In a general sense, we use “idiosyncrasy” today to mean the particular likes and dislikes of a person or group, the quirks, tastes, preferences, prejudices and just plain weirdnesses that make up the human personality. An “idiosyncrasy” in this sense is, by definition, at least somewhat uncommon among the members of one’s peer group. Here in rural Ohio, for instance, most people would consider my affection for borscht (beet soup) an idiosyncrasy, but borscht is very popular in New York City. (Conversely, many New Yorkers would regard my Ohio neighbors’ devotion to sausage gravy as a symptom of insanity.) A personal “idiosyncrasy” can be nearly anything, but often involves an uncommon “fussiness” about something. A strong preference that one’s meat not touch one’s potatoes, for example, is a classic idiosyncrasy. In fact, food idiosyncrasies are mainstays of both family legends and folklore. I still remember a bit of doggerel I read when I was about ten that ran “I eat my peas with honey; I’ve done it all my life; It does taste kind of funny; But it keeps them on the knife.”

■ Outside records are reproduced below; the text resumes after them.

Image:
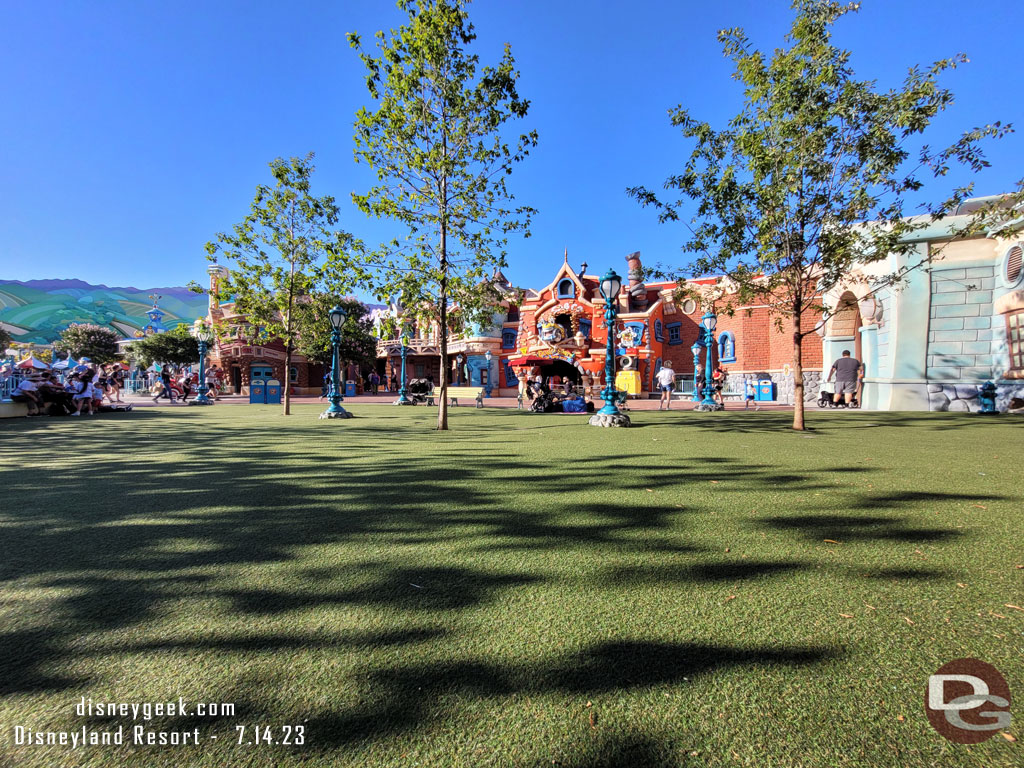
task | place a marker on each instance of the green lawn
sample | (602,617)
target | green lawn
(521,591)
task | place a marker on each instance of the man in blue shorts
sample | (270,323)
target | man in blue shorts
(848,372)
(666,383)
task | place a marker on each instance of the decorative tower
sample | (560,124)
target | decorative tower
(156,315)
(216,272)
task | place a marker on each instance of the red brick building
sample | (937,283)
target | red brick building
(559,329)
(243,357)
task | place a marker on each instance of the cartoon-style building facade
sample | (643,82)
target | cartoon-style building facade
(244,354)
(955,322)
(559,331)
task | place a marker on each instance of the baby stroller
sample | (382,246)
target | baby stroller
(545,401)
(825,400)
(421,391)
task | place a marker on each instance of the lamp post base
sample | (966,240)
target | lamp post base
(710,407)
(339,414)
(609,420)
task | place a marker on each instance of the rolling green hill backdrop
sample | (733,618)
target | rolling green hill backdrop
(38,310)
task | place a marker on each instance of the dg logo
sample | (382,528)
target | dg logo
(968,700)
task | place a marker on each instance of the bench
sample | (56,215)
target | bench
(684,389)
(454,393)
(10,410)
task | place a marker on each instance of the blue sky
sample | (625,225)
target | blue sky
(134,131)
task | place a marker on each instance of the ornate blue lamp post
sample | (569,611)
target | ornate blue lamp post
(487,356)
(709,402)
(204,335)
(609,415)
(335,411)
(697,346)
(402,391)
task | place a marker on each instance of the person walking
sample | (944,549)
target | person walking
(848,372)
(666,382)
(718,380)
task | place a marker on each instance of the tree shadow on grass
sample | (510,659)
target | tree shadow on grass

When “idiosyncrasy” first came into use in English in the 17th century, however, it was as a medical term meaning “the physical constitution of an individual,” the medically-relevant characteristics of a particular patient. This sense is now only used to mean a patient’s hypersensitivity to a drug or other treatment, e.g., an allergy to penicillin.

The roots of “idiosyncrasy” are Greek, a combination of “idios,” meaning “one’s own, individual,” and “synkrasis,” meaning “mixture, temperament.” Interestingly, that “idios” also underlies two other common English words. An “idiom” (from the Greek “idioma”) is a particularity, usually a term or phrase, in the speech or language of a group or inhabitants of a certain locale. The signature characteristic of an idiom is that merely grasping the words that make it up doesn’t give you its real meaning — the idiom “that dog won’t hunt” isn’t really about either dogs or hunting. It helps to have spent time in the American South to know that it means “that will not do what you expect it to do.”

“Idios” is also the root of our modern word “idiot.” The Greek “idiotes” was a private man, as opposed to a public figure, but “idiot” in English came to mean “uneducated common man,” and, eventually, “a stupid person.”